Carl Herndl’s lecture on Latour’s Relationist Realism was difficult to understand. Carl Herndl’s lecture on Latour’s Relationist Realism was difficult to understand because Tyler Carter was unfamiliar with the ideas of Latour’s Relationist Realism. Carl Herndl’s lecture on Latour’s Relationist Realism was difficult to understand because Tyler Carter was unfamiliar with the idea that "nothing is reducible to anything else." Carl Herndl’s lecture on Latour’s Relationist Realism was difficult to understand because Tyler Carter was unfamiliar with the idea that “an entities identity is determined by its articulations with the other entities and its consequences.” Carl Herndl’s lecture on Latour’s Relationist Realism was difficult to understand because Tyler Carter was unfamiliar with the idea that "things are true because they hold." Carl Herndl’s lecture on Latour’s Relationist Realism was difficult to understand because Tyler Carter was unfamiliar with the idea that “the real is that which resists and perturbs other entities.”  Carl Herndl’s lecture on Latour’s Relationist Realism included a definition of sacrifice: to give up one thing for another thing you value more.

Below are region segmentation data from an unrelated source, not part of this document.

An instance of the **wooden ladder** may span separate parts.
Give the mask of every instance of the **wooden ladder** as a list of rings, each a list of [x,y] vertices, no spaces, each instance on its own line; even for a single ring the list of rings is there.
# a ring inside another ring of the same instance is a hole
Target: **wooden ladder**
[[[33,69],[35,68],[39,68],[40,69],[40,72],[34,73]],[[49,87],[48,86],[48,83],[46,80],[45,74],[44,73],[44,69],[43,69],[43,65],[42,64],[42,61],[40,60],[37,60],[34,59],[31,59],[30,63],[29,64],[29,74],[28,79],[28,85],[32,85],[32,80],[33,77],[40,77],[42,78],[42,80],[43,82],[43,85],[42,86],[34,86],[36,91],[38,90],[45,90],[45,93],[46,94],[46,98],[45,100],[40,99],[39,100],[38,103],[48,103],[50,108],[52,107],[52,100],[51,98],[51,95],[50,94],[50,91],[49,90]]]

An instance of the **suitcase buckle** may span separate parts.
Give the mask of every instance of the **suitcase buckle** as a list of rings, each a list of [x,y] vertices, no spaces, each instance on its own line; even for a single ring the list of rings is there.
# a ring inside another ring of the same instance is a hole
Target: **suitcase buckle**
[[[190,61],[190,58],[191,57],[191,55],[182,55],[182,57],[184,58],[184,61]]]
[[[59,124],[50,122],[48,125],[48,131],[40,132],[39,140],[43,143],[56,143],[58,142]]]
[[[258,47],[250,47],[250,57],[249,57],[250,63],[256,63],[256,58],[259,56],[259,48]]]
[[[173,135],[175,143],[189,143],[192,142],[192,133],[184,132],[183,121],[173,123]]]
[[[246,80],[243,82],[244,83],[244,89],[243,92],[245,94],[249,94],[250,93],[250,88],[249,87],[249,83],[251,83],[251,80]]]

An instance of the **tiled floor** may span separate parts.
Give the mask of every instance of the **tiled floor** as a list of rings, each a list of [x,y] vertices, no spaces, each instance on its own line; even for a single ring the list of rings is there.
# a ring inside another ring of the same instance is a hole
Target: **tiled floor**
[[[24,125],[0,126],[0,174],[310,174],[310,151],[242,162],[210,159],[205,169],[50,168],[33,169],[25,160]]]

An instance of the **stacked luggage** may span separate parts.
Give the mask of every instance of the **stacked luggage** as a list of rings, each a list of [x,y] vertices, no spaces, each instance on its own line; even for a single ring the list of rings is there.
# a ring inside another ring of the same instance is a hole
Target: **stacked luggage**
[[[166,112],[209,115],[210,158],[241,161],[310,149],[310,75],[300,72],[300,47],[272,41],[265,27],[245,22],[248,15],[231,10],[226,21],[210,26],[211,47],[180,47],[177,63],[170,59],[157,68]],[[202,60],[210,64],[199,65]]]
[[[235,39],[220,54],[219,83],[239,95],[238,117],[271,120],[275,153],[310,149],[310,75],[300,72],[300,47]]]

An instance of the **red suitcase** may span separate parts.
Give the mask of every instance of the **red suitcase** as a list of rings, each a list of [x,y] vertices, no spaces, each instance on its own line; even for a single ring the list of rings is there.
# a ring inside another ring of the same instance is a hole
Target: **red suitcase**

Thursday, November 08, 2012

Today is my birthday. I am 34 years old. It is 17x2, or 29+5. When I turned 33 I felt happy to be 33. Turning 34 feels like one year away from 35, and 35 seems much closer to 40 than 33. An in between number. Not on the other side of 35, but not a comfortable distance from it. All this a strange measure, when we live in moments and make it through days and do our planning by the week. If we're lucky we look forward to the break, as I do as a teacher and a student. Yet I set my alarm to the minute, stay under the covers for an extra fifteen, feed the cats, piss, meditate, cook and eat breakfast and get on my bike, and depending on the wind and the traffic lights and the song in my earphones, get to class with a few minutes to spare. Onward.